Regarding alias creation we had this function < v7.0
that gave the user the suggestion through the toast notifications when the slug was updated, but it unfortunately it was not migrated to the new admin-interface. This also had some checks for multiple redirects on creation if slugs were changed multiple times for the same page, so I think we can find some code we can use there.
Ok, I just realized another thing that would need to be handled. Currently the Slug
field is Unique
per site. Since hierarchical permalink are generated on save it's as such fully possible to have the following pages:
/about-us/info
/services/info
However, if we remove the hierarchical part from the slug so it only contains the URL-segment of the current page, then the index would need to be Unique on (SiteId
, ParentId
, Slug
).
Which also means that there will be the possibility of conflicts when moving a page that needs to be resolved in some way.
@i-love-code @eric-wilson As a test I implemented recursive scanning for permalink to the router and it was not that complicated. Given that fact that it operates on the Sitemap
structure which is cached (and already retrieved in the middleware) I'm guessing this routing will be more performant than the existing one 😜
https://github.com/PiranhaCMS/piranha.core/commit/b8dd81c578aedbe6107a0db2ecb93341365e0f72
Of course, it needs a lot of other stuff to be complete
I agree that the slug should only contain the URL segment of itself, and the uniqueness is determined by Slug
, ParentId
and SiteId
.
Maybe we should bring back the notification to help create an alias if the user change the slug or move an page/post.
I'll check that out @tidyui.
Any chance we could come up with a (rough) list of what else might be needed for this to be functional/usable? I'd love to contribute, so a list of what's necessary/ideal for an MVP would be great.
@i-love-code Absolutely, I'll take a closer look and make a complete list of what would be needed to complete the functionality.

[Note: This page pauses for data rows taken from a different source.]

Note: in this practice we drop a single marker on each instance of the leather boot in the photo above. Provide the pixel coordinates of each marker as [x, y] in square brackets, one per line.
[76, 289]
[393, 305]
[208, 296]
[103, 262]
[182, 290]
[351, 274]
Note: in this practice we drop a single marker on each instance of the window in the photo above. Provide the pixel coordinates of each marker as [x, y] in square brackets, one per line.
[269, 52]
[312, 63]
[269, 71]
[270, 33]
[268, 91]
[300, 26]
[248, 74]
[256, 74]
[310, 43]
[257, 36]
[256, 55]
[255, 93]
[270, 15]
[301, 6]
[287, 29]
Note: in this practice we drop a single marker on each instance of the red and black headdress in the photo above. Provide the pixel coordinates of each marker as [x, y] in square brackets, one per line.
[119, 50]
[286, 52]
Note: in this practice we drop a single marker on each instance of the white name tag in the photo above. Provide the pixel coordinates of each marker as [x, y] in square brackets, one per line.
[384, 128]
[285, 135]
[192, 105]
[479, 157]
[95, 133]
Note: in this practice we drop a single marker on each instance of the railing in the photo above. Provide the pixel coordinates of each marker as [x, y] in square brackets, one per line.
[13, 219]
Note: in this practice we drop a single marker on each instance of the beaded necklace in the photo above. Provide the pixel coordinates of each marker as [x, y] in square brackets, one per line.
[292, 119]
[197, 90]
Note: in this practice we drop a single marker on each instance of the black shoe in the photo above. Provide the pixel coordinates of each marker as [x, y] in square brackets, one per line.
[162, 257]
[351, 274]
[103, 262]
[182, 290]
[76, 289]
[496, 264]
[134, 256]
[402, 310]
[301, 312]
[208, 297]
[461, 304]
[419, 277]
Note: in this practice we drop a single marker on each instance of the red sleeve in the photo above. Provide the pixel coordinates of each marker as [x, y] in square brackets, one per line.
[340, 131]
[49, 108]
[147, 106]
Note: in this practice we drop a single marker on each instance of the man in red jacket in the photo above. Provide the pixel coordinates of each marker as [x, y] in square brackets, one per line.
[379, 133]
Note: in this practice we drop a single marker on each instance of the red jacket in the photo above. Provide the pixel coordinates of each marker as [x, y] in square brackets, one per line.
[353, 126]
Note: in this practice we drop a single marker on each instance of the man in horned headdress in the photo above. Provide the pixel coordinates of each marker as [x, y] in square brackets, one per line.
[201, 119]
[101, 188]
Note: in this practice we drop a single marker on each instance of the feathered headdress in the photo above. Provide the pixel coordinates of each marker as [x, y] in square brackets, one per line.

Is it not possible to separate the slug and the permalink? For example, have a unique GUID represent the permalink but the slug be dynamic? In my mind, the slug should be dynamic because to me the URL matters. In cases where a permalink is required, I think it's an acceptable trade-off for it to be a non-obvious value (such as a GUID).
For example, the slug could be about-me/sub-page-with-long-slug
while the permalink could be something like pages/704a7099-e7bd-4f08-a25f-fc9a04bb1044
.
Either way, I'm in favor of the hierarchical slugs option as well as increasing the maximum slug length.
If you'd like to access pages with an URL like pages/704a7099-e7bd-4f08-a25f-fc9a04bb1044
you can just add your own middleware first in the pipeline that gets the slug for the page with the given Id
and just rewrites the request before handing over the request to the next middleware component.
If this is possible then I definitely think that moving a page should change the slug. It would be nice, however, to see an official implementation for this type of permalink middleware.